The ongoing and still-quite-serious COVID-19 crisis has adversely impacted virtually every industry. Local journalism is one of the many economic sectors to take a huge financial hit over the past 12 months. (We know from experience.) Though brighter days seem to be ahead and there’s hope on the horizon, circumstances have become dire for many businesses that are currently on the brink of shutting down.
Riverwest Currents is one of those businesses that’s teetering on the edge of extinction. The community newspaper, which is celebrating its 20th anniversary this year, is now asking readers for donations to help “get [them] through the next six months.” The publication recently launched a GoFundMe campaign with a goal of raising $12,000 to cover some printing and production costs. Here’s more information on their situation via the GoFundMe page description:
Financial losses related to Covid-19 have come in different forms for all of us.
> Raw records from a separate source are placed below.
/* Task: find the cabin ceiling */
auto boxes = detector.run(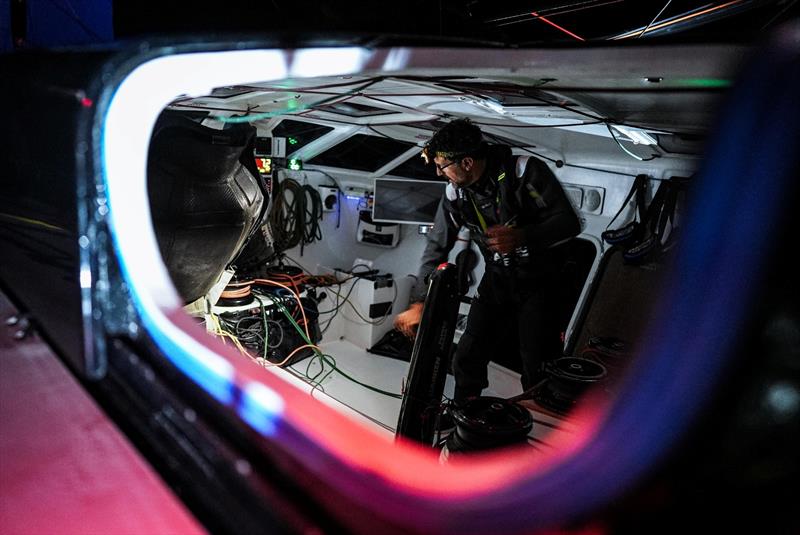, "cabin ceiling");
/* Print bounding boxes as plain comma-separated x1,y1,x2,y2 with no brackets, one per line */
170,46,747,138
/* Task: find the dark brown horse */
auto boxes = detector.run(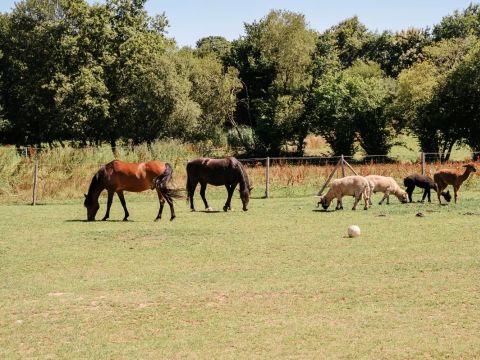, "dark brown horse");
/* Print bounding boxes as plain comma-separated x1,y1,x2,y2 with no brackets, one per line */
187,157,252,211
84,160,175,221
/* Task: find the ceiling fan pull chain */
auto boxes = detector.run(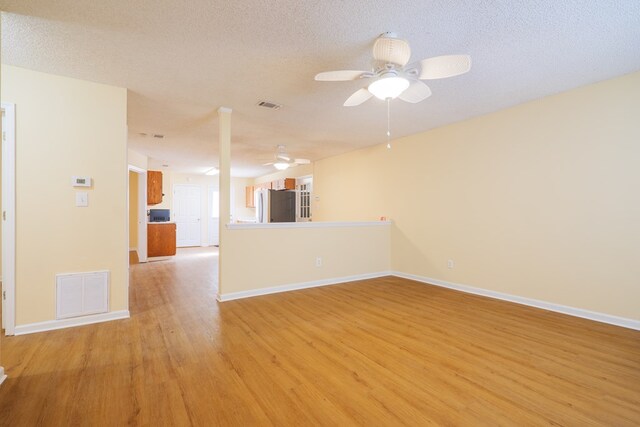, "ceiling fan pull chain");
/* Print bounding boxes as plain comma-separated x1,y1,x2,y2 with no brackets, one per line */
387,98,391,148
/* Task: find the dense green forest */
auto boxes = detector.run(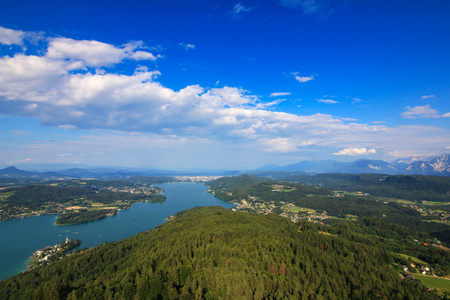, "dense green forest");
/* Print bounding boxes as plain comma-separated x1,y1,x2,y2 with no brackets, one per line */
0,207,440,299
55,209,117,225
208,175,450,276
282,173,450,202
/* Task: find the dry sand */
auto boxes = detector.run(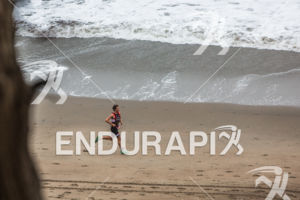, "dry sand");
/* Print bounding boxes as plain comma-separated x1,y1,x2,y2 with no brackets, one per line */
31,97,300,200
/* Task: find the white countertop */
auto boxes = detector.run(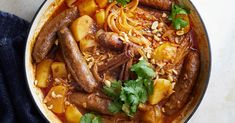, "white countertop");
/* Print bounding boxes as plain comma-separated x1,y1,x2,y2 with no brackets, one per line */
0,0,235,123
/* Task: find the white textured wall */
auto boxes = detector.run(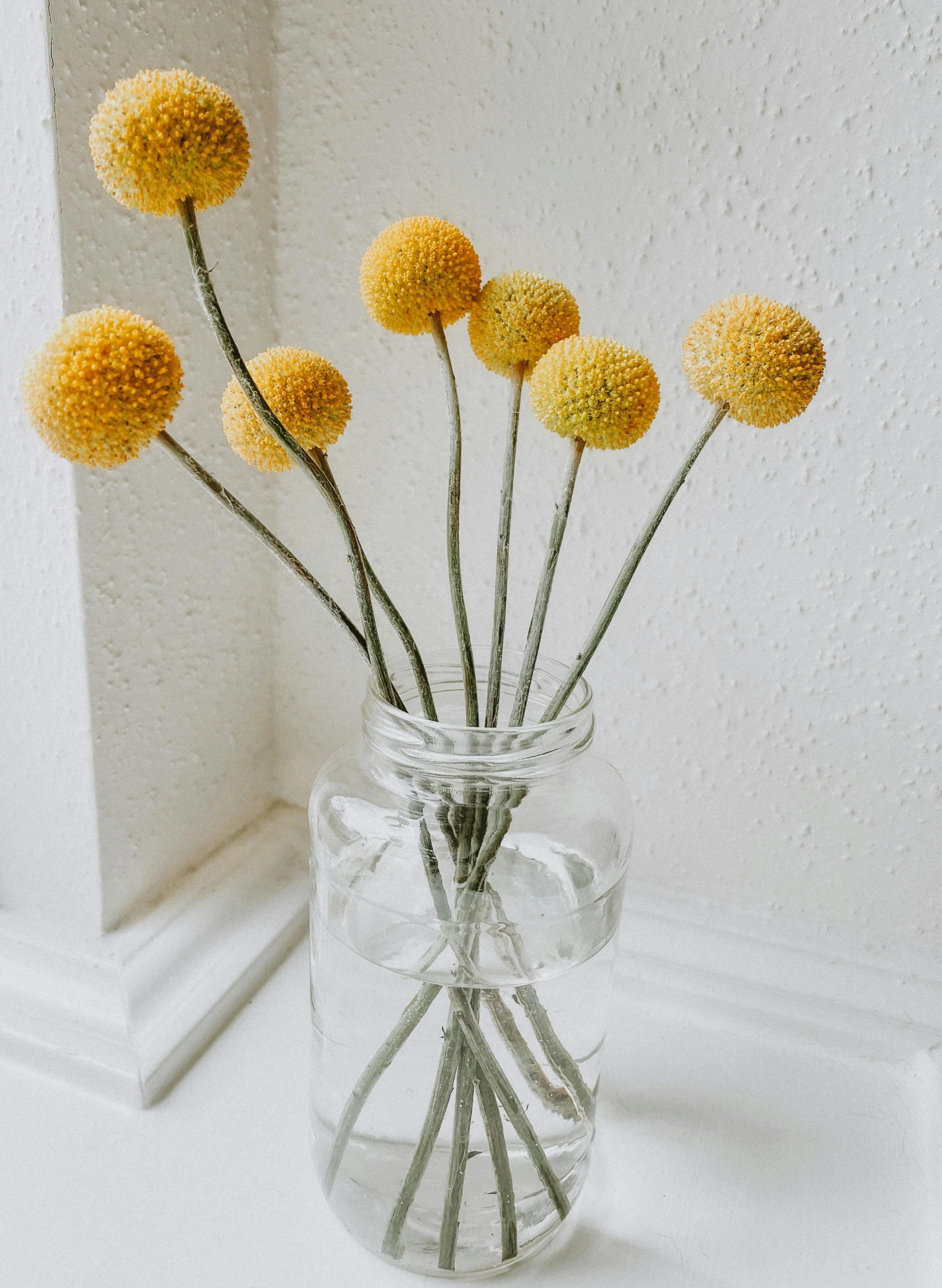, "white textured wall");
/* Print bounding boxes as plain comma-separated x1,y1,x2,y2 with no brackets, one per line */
51,0,282,925
277,0,942,946
0,0,100,930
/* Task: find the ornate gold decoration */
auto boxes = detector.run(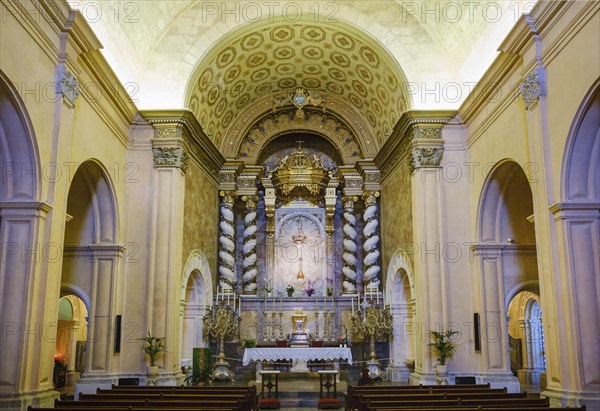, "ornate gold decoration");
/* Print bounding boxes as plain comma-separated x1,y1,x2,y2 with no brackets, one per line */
271,142,331,203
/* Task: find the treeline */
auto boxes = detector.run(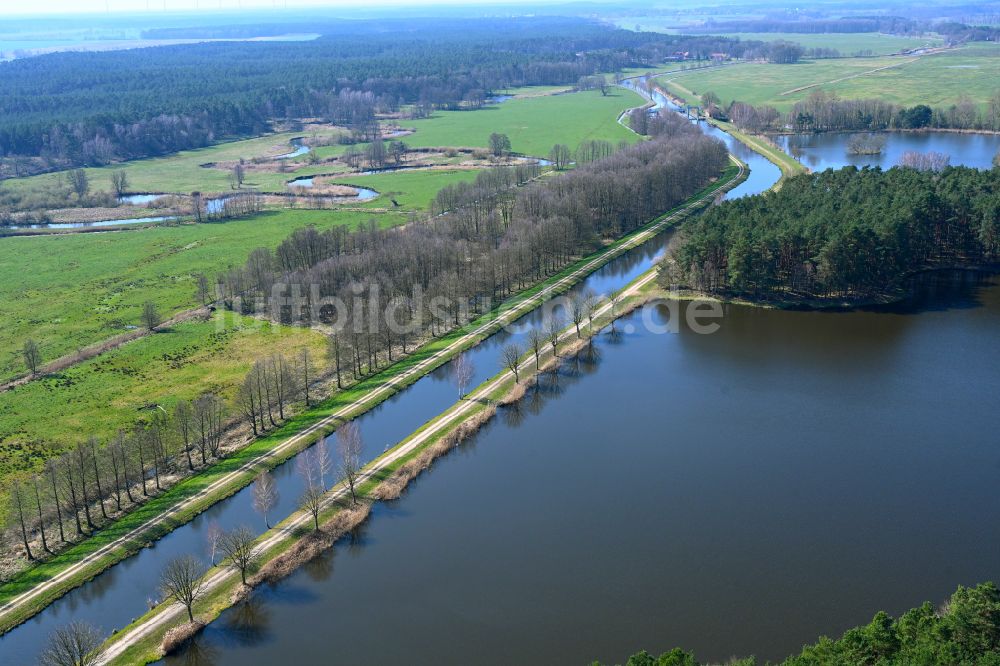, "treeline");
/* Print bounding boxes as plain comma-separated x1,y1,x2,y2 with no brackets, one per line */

Some of our advertisers have permanently closed or are operating at a diminished rate and are unable to afford to advertise. Many public places — libraries, stores, restaurants, bars — where folks used to be able to pick up a copy of the Currents, have had to go virtual or carry-out only. Because we have fewer places to distribute the papers, we have been delivering door-to-door as we can. We have cut pages, due to fewer events, shows, etc., that used to be listed in our extensive calendar section, but we have tried to keep as much as we could in content.
The Riverwest Currents would not be celebrating 20 years of providing support to our neighborhoods if not for the help of our advertisers, volunteers, writers, and most importantly, our readers. When we get to the point where we can cut the cord, turn off the computer and TV, and finally go out again, the Currents would like to be there to continue to showcase the local people, places, events, and activities that have always been our focus.
That’s why we are asking for a little help, through opening this Go Fund Me site to raise the money to keep paying the printer and distributing the paper, both in print and online. We promise to keep going as long as we can, but we sure could use some help to get us through the next six months.
Since launching in 2001, Riverwest Currents has covered Riverwest and its surrounding neighborhoods, helping to shed a light on local arts and entertainment, bars and restaurants, area organizations, and other pieces of news. If you want to help keep this independent neighborhood publication “alive and printing,” consider donating to its GoFundMe page.